On a quiet morning in Amsterdam, visitors to the Rijksmuseum stood before a simple strand of hair—recreated in wax—holding grains of rice, a silent act of resistance by an enslaved African woman crossing the Atlantic. That image, shared by Valika Smeulders during a United Nations discussion on Juneteenth, became a powerful symbol of how art can restore dignity to those history has tried to erase. The global online event, Art Remembers: Culture as Witness and Prevention, brought together survivors, artists, and scholars from Rwanda to Lithuania to explore a vital truth: culture doesn’t just reflect society—it shapes it, for better or worse.
Held on June 19, the anniversary of emancipation in the United States, the dialogue underscored how creative expression can either inflame hatred or heal its wounds.
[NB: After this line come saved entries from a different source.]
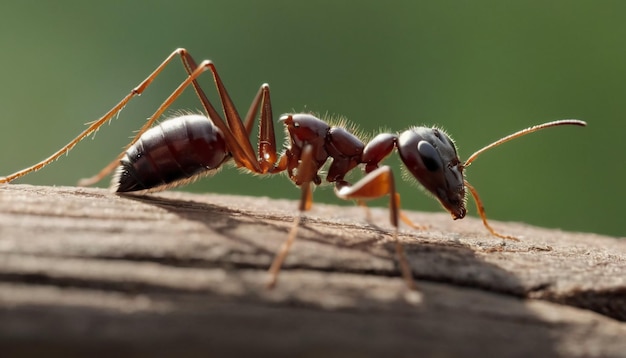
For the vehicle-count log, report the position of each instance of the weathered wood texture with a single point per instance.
(85, 271)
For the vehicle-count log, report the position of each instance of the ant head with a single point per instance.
(431, 157)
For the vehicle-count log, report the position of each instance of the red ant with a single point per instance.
(182, 149)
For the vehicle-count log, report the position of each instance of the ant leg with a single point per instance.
(234, 133)
(305, 174)
(483, 215)
(376, 184)
(93, 126)
(266, 150)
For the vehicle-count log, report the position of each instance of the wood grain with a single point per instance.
(84, 271)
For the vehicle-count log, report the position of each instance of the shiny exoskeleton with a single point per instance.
(171, 154)
(184, 148)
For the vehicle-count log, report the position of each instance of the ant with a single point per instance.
(182, 149)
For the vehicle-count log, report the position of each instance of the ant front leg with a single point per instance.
(376, 184)
(305, 175)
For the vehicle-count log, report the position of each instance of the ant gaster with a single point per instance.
(181, 149)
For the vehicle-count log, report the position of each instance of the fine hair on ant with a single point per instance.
(181, 149)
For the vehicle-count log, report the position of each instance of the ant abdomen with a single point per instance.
(175, 152)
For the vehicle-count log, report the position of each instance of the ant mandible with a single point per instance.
(182, 149)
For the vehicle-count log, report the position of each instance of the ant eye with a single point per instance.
(429, 155)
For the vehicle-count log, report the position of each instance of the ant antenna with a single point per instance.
(474, 192)
(522, 133)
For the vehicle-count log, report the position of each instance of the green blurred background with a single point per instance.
(479, 69)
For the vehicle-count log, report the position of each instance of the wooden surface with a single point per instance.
(83, 271)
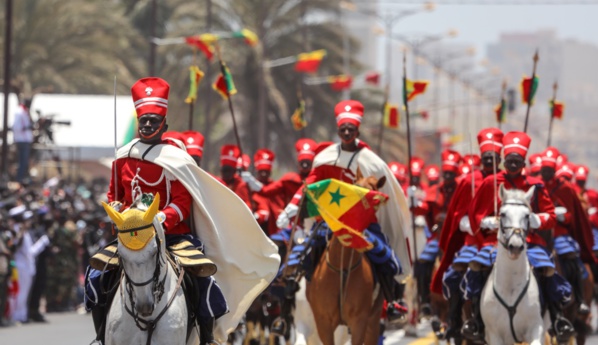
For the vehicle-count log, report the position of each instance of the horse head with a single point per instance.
(141, 257)
(514, 219)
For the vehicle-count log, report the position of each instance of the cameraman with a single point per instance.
(23, 136)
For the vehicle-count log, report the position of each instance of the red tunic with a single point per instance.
(576, 223)
(483, 206)
(175, 200)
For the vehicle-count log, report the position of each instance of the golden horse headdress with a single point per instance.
(135, 227)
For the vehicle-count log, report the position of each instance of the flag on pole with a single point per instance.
(501, 111)
(309, 62)
(340, 82)
(195, 76)
(203, 43)
(414, 88)
(347, 209)
(556, 109)
(298, 117)
(392, 117)
(250, 37)
(528, 86)
(224, 84)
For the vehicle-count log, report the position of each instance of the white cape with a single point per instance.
(394, 217)
(246, 258)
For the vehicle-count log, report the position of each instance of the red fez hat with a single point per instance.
(472, 160)
(490, 139)
(582, 172)
(417, 164)
(549, 157)
(229, 155)
(516, 142)
(348, 111)
(399, 170)
(306, 149)
(450, 160)
(263, 159)
(194, 142)
(432, 172)
(150, 96)
(243, 162)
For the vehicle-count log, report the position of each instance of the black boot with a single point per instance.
(473, 329)
(562, 328)
(206, 331)
(98, 314)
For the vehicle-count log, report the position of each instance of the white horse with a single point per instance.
(149, 306)
(510, 301)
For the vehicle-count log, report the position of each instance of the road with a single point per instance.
(77, 329)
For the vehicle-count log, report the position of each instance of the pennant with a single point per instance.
(340, 82)
(224, 84)
(309, 62)
(347, 209)
(528, 87)
(392, 117)
(556, 109)
(206, 48)
(250, 37)
(413, 88)
(195, 76)
(298, 117)
(501, 111)
(372, 78)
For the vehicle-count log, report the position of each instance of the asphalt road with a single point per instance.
(77, 329)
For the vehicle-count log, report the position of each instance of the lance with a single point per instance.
(406, 105)
(555, 86)
(230, 101)
(529, 97)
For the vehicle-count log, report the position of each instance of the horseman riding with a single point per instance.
(233, 251)
(342, 161)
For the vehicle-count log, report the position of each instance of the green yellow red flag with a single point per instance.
(309, 62)
(347, 209)
(528, 87)
(557, 109)
(392, 116)
(413, 88)
(195, 76)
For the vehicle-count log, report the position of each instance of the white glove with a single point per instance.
(161, 217)
(560, 212)
(465, 226)
(534, 221)
(251, 181)
(284, 218)
(490, 223)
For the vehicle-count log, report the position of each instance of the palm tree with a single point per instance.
(73, 46)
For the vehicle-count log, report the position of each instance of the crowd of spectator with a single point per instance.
(48, 231)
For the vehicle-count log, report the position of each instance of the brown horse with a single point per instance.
(343, 290)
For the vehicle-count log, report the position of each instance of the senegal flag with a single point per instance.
(347, 209)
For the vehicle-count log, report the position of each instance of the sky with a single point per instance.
(482, 24)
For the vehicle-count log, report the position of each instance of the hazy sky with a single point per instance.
(482, 24)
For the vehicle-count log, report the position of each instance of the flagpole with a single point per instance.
(230, 101)
(555, 86)
(529, 98)
(406, 105)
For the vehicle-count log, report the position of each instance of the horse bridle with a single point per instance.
(522, 233)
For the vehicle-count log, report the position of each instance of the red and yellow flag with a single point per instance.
(347, 209)
(557, 109)
(340, 82)
(195, 76)
(528, 87)
(309, 62)
(413, 88)
(392, 117)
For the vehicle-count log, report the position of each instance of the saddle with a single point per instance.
(185, 253)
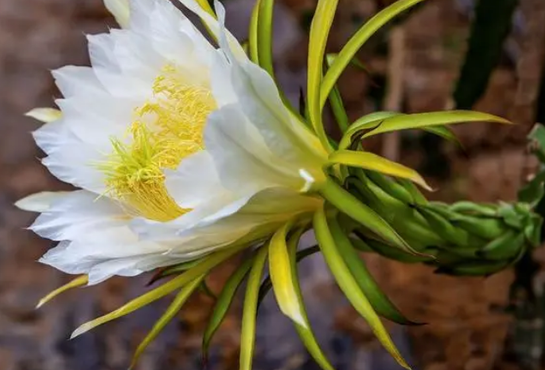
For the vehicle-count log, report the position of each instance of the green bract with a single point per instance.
(354, 201)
Chaloka Beyani, UN Special Adviser on the Prevention of Genocide, opened with a warning: hate speech is not mere rhetoric—it’s an early signal of atrocity. "Crimes against humanity, war crimes, and genocide are often preceded by dehumanizing narratives," he said, calling for responsibility in how stories are told and remembered.
Smeulders, Head of History at the Rijksmuseum, drew from her institution’s landmark exhibition Slavery: Ten True Stories of Dutch Colonial Slavery, which humanized the enslaved by restoring their names, choices, and courage. One story—of women hiding rice in their hair—was not just an act of survival, but of foresight, a quiet rebellion that helped sustain communities in the New World. "We are telling one single history," she said, "the crucible of our shared present."
For Israeli clarinetist Nur Ben Shalom, music became both memorial and mission. Inspired by a letter from his murdered great-aunt, Salomea Ochs Luft, who pleaded with her family to "avenge her death," Ben Shalom co-created Lebensmelodien (Melodies of Life), performing songs at Auschwitz-Birkenau with his students. "Art is not neutral," he said from southern Poland. "It is a secret weapon that gets directly to the heart."
Yet culture can also arm hate. Rwandan playwright Diogène “Atome” Ntarindwa recalled how RTLM radio—dubbed "Radio Machete"—used music and satire to dehumanize Tutsis before the 1994 genocide. In his play Hate Speech, he embodies a broadcaster, reconstructing the insidious power of propaganda. But by staging it, he turns art into a tool of reckoning.
From Montreal to Srebrenica, the stories shared were not just remembrances—they were calls to action. As the world grapples with rising intolerance, the message was clear: what we create matters. And in the right hands, culture doesn’t just remember—it prevents.